“Return to Lisbon, 50 years later”

Rome, 25 April 2024 – April 25th fifty years ago the dictatorship, the last in Europe, fell in Portugal. Marco Ferrari had dedicated a book to that sensational event, later transformed into a film, entitled The Revolution on the Two Horses. It is the story of how, in those days, two boys reached Lisbon aboard a Citroen Due Cavalli. Now a new edition is coming out from Laterza, completed with a sequel Return to Lisbon 50 years later.

What happens in this sequel?

“The two protagonists, now in their seventies and bruised, find the wreckage of the Due Cavalli in Lisbon and decide to refurbish it to go and discover another revolution, somewhere else. In the book there is an afterword, Diario of a night in April ’74 in which I reconstruct the musical setlist that was the backdrop to the night of the revolution. It is surprising that the first song broadcast on the radio immediately before the rioters’ proclamation was Baile dos Passarinhos, the Portuguese version of The Ball. of Quaqua, perhaps an oversight or perhaps a way to mock the dictatorship”.
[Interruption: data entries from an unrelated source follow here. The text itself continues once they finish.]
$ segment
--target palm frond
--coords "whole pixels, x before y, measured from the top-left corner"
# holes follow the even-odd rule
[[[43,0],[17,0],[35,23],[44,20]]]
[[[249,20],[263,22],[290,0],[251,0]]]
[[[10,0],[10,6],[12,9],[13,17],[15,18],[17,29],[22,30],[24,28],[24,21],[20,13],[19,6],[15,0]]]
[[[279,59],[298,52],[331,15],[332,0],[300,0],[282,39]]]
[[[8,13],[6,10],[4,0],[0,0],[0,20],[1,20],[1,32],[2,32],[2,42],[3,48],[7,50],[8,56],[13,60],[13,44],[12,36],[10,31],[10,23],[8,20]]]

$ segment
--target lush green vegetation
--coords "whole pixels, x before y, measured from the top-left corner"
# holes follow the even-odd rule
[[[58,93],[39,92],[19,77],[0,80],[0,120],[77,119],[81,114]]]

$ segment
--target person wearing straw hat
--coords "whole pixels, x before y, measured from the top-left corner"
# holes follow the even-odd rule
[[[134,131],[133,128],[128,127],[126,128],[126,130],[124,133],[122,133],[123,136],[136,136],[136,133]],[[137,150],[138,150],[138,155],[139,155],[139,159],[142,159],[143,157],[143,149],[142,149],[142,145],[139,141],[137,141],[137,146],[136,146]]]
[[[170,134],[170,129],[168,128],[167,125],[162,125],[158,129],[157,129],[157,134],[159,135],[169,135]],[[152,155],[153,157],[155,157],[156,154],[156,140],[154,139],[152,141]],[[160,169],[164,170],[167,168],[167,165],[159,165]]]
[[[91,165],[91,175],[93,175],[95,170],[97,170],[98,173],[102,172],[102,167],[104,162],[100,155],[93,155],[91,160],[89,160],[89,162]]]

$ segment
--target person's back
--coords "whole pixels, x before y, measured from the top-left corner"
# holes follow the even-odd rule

The Portuguese revolution was unique: it was in fact led by the military, contrary to what has always happened in any regime.

“The soldiers were young people who stuck carnations in the barrels of their rifles as a sign of peace, which is why it was called the carnation revolution. The bulk of the army was made up of boys who no longer wanted to die in the African humidity to defend what was the largest empire still in existence. The regime destroyed itself. While France and England had now made great concessions to their colonies, Antonio Salazar tried to maintain a collapsing empire. At least 40 thousand Portuguese boys fled abroad to avoid the arrest of 4 years. The officer corps was made up of young graduates who rejected the war: the revolution was born there.”

Antonio Salazar was a very particular dictator…

“He was a shadow that did not exist. Under his dictatorship, which lasted more than 47 years, 22,800 people were killed, yet there is not a single document about it that bears his signature. He was a man from the countryside, a former seminarian : in his residence in Sao Bento he kept 200 chickens and a gigantic vegetable garden.”

His end was mocking…

“He fell from the callista’s chair and hit his head. He began to have brain problems, and the ministers replaced him with Marcelo Caetano. But after a few months Salazar recovered, and no one had the courage to tell him that he had been dismissed. The comedy of false meetings of ministers, of meetings with foreign delegations, of meetings. The director of the Diario de Noticias, his friend, had only one copy of the newspaper printed every night in which the articles concerning Marcelo Caetano were removed and replaced them with the news of it. that Salazar had done. The farce went on for two years.”

She, like the protagonist of the book, went to Lisbon in the days of the revolution. What city did you find when you arrived?

“The exiles returned en masse from the rest of Europe and were astonished by the sense of freedom that pervaded Portugal. The political prisoners, freed, had booklets printed which they gave away or sold on the streets to tell the story of their persecution. My friend director Manuel Carvalheiro brought to Lisbon films that had until then been banned, such as Chaplin’s The Great Dictator and Rome, Open City, and screened them in the city’s gardens.”

What remains of that revolution of fifty years ago?

“Ideologically a great memory, even if the political passion is no longer there. Even in Portugal the right has taken power. Yet the anniversary of the revolution is still celebrated with great emphasis. Portugal had had left-wing governments which brought great signs of social and political innovation, and I believe that this has influenced the founding values ​​of Europe”.